The idea that the Zeks are not allowed to wear their crappy overalls but instead must ‘dress up’ when their relatives visit so that the relatives ‘do not get a bad impression of prison life’ is absurd, counter-productive since you want to deter possible traitorous family members, but also kind so that the family doesn’t worry. It’s amazingly complicated and fascinating and neurotic.
Everyone feels as if they are a good person and that they are hampered from being good because of external pressures. Nobody else can see anyone’s goodness, either, because it could land you in prison.
Fear runs everything and everyone is in their own prison – a whole country of prisoners – and nobody can communicate anything meaningful because that could mean treason or give someone an opportunity to rat on you.
Stalin is more of a prisoner than the zeks he sent off to Siberia, he’s a self-imposed lifer. Not that I feel sorry for him (the real man or the character here), but it does complicate things because it can be hard to see Stalin as a human. But the sense of paranoia and fear and mistrust builds an atmosphere that fills every page
Chapter 25 is stunningly beautiful, as good as anything by Turgenev. Great contrast
The scene with Stalin reminds me of the beginning of DeLillo’s ‘Underworld’ with Hoover as well as the scenes with Kutuzov in ‘War and Peace’. Both are fictional accounts of real, powerful men, but are used here to paint a picture of Stalin’s paranoia and self importance.
Caesar is recaled, too with his childhood home and the busts of his family’s ancestors watching over him, motivating him to rise. Stalin = vain
The best voice encryption system ever invented is a man saying one thing to a man when he really means something else. The message is received loud and clear when everyone gets the message.
The theme here is communication of all kinds, perceived, imagined and real.

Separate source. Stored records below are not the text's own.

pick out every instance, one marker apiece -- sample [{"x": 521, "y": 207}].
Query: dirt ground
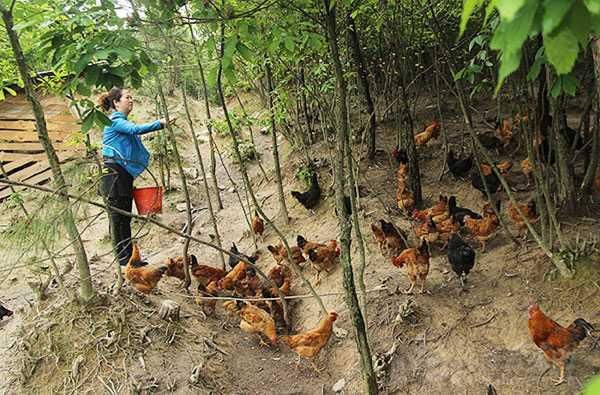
[{"x": 454, "y": 342}]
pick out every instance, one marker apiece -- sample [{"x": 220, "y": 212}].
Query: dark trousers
[{"x": 117, "y": 187}]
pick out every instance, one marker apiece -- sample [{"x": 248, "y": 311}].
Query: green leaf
[
  {"x": 535, "y": 68},
  {"x": 88, "y": 121},
  {"x": 469, "y": 6},
  {"x": 561, "y": 50},
  {"x": 580, "y": 23},
  {"x": 593, "y": 6},
  {"x": 245, "y": 52},
  {"x": 289, "y": 43},
  {"x": 508, "y": 8},
  {"x": 101, "y": 118},
  {"x": 554, "y": 13},
  {"x": 569, "y": 84}
]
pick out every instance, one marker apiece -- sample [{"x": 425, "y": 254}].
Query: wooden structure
[{"x": 21, "y": 153}]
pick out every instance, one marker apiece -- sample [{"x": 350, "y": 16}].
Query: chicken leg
[
  {"x": 561, "y": 378},
  {"x": 409, "y": 291}
]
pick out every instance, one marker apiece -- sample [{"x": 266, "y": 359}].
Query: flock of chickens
[
  {"x": 259, "y": 313},
  {"x": 439, "y": 225}
]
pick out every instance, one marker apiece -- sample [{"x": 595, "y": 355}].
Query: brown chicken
[
  {"x": 306, "y": 245},
  {"x": 529, "y": 211},
  {"x": 556, "y": 341},
  {"x": 431, "y": 132},
  {"x": 142, "y": 278},
  {"x": 485, "y": 228},
  {"x": 175, "y": 266},
  {"x": 237, "y": 274},
  {"x": 279, "y": 253},
  {"x": 405, "y": 199},
  {"x": 256, "y": 320},
  {"x": 417, "y": 265},
  {"x": 390, "y": 240},
  {"x": 438, "y": 212},
  {"x": 324, "y": 257},
  {"x": 446, "y": 229},
  {"x": 281, "y": 278},
  {"x": 527, "y": 170},
  {"x": 504, "y": 130},
  {"x": 427, "y": 231},
  {"x": 258, "y": 225},
  {"x": 309, "y": 343}
]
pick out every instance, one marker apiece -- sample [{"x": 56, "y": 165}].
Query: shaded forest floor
[{"x": 454, "y": 342}]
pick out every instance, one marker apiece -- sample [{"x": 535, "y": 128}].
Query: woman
[{"x": 125, "y": 158}]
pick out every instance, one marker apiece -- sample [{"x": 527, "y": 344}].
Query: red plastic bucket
[{"x": 148, "y": 200}]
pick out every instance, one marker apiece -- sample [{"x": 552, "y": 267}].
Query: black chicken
[
  {"x": 492, "y": 181},
  {"x": 233, "y": 261},
  {"x": 459, "y": 167},
  {"x": 461, "y": 257},
  {"x": 459, "y": 213},
  {"x": 4, "y": 312},
  {"x": 310, "y": 198}
]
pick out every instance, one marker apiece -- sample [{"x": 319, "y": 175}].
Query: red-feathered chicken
[
  {"x": 556, "y": 341},
  {"x": 142, "y": 277}
]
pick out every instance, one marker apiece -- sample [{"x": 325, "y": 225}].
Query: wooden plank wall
[{"x": 21, "y": 153}]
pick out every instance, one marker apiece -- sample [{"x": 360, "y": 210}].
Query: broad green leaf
[
  {"x": 508, "y": 8},
  {"x": 569, "y": 84},
  {"x": 469, "y": 6},
  {"x": 245, "y": 52},
  {"x": 561, "y": 50},
  {"x": 289, "y": 43},
  {"x": 593, "y": 6},
  {"x": 580, "y": 23},
  {"x": 554, "y": 13},
  {"x": 556, "y": 87},
  {"x": 509, "y": 63},
  {"x": 88, "y": 121},
  {"x": 102, "y": 119}
]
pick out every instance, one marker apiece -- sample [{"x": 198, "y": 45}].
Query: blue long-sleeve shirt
[{"x": 121, "y": 141}]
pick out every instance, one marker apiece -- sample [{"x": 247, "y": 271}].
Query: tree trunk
[
  {"x": 211, "y": 211},
  {"x": 270, "y": 93},
  {"x": 591, "y": 168},
  {"x": 363, "y": 85},
  {"x": 343, "y": 216},
  {"x": 85, "y": 278},
  {"x": 211, "y": 141}
]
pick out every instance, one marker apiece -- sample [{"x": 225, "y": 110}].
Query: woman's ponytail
[{"x": 106, "y": 100}]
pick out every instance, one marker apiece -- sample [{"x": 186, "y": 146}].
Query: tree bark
[
  {"x": 85, "y": 278},
  {"x": 345, "y": 226},
  {"x": 270, "y": 93},
  {"x": 211, "y": 141},
  {"x": 363, "y": 85}
]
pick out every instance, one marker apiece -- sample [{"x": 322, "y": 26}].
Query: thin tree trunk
[
  {"x": 248, "y": 185},
  {"x": 211, "y": 141},
  {"x": 345, "y": 225},
  {"x": 186, "y": 192},
  {"x": 590, "y": 172},
  {"x": 363, "y": 86},
  {"x": 270, "y": 93},
  {"x": 211, "y": 211},
  {"x": 85, "y": 278}
]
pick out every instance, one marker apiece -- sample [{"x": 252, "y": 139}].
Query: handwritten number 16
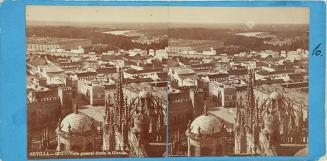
[{"x": 316, "y": 50}]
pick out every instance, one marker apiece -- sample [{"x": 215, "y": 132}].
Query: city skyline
[{"x": 160, "y": 14}]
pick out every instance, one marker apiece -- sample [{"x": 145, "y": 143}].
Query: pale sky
[{"x": 154, "y": 14}]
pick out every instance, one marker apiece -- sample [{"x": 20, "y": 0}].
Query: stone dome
[
  {"x": 77, "y": 122},
  {"x": 274, "y": 95},
  {"x": 208, "y": 125},
  {"x": 144, "y": 94}
]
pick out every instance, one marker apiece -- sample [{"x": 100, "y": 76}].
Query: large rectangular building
[{"x": 46, "y": 43}]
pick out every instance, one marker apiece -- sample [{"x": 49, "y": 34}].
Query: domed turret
[
  {"x": 274, "y": 96},
  {"x": 78, "y": 123},
  {"x": 76, "y": 132},
  {"x": 208, "y": 125},
  {"x": 144, "y": 94},
  {"x": 205, "y": 136}
]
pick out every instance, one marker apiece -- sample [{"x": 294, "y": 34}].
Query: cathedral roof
[
  {"x": 78, "y": 123},
  {"x": 274, "y": 95},
  {"x": 206, "y": 124},
  {"x": 144, "y": 94}
]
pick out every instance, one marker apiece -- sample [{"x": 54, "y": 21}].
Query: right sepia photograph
[{"x": 238, "y": 81}]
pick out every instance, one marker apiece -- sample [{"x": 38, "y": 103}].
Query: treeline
[{"x": 113, "y": 42}]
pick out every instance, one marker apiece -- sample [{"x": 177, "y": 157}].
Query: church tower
[
  {"x": 247, "y": 122},
  {"x": 108, "y": 130},
  {"x": 119, "y": 109}
]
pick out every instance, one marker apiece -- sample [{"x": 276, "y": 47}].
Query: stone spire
[
  {"x": 76, "y": 109},
  {"x": 205, "y": 110},
  {"x": 120, "y": 98}
]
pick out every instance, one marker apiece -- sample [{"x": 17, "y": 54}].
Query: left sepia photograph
[{"x": 96, "y": 81}]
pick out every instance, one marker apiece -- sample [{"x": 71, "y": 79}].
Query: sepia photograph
[
  {"x": 96, "y": 81},
  {"x": 166, "y": 81},
  {"x": 238, "y": 81}
]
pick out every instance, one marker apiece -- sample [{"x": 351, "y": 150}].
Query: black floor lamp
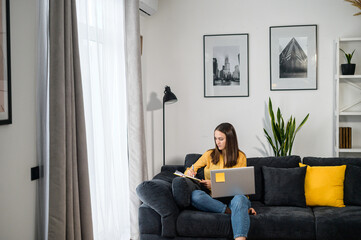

Bobynin’s rant to Abakumov is the very thing you want to tell your idiot CEO who has no idea what the hell goes on in the company they run.
“Do you know how to make shoes?”
More than anyone so far in this novel, Simochka embodies the typical Soviet citizen. Since everyone is guaranteed work in Soviet Russia nobody is really doing anything worthwhile and even their schooling is pointless. She’s an audio engineer who can barely work a microphone. She was graduated through school because nobody was allowed to fail.
Everyone’s life here is wasted.
Not many (good) books can be read in one sitting, fewer of them should be read in one sitting.
One Day In The Life is an unusual book for other reasons too. First of all, nothing really happens. Oh, sure, plenty does, yet this is the brilliance of the novel. Just out of sight from our hero is a menace. We feel it in everything that does happen and we know, we just know something terrible is going to happen. It’s inevitable that something will, even should, go horribly wrong. And we know the consequences of a 10 day stint: no recovery and certain death.
More unusual is that without a few dates in the book, we would never really know when this book takes place. We could easily replace the tommy-guns with some other weapon and set the novel in the 18th century. Hell, Egyptian slaves probably didn’t fare much better 3000 years ago except they had to deal with heat and sand instead of cold and snow.
By the end of the novel we are relieved but on edge. I really felt like I had lived in that terrible place and I really did feel cut off from all life. And, of course, that is the point. And to know this was a factual account of life in the Gulags, that it took place during my parents generation, that it’s a microcosm and damnation of the failed Soviet communist experiment makes the whole book a terrifying masterpiece.
Yet it’s not the typical bleak Russian novel. There is hope on every page, in every action. There is beauty in the desolation of the camp, the ice on the window, the moon, even in the job of laying the bricks. There is humanity here and while there might not be a hope for a better and different future, there is hope for a good enough now.
Maybe the best we can do is live for the moment.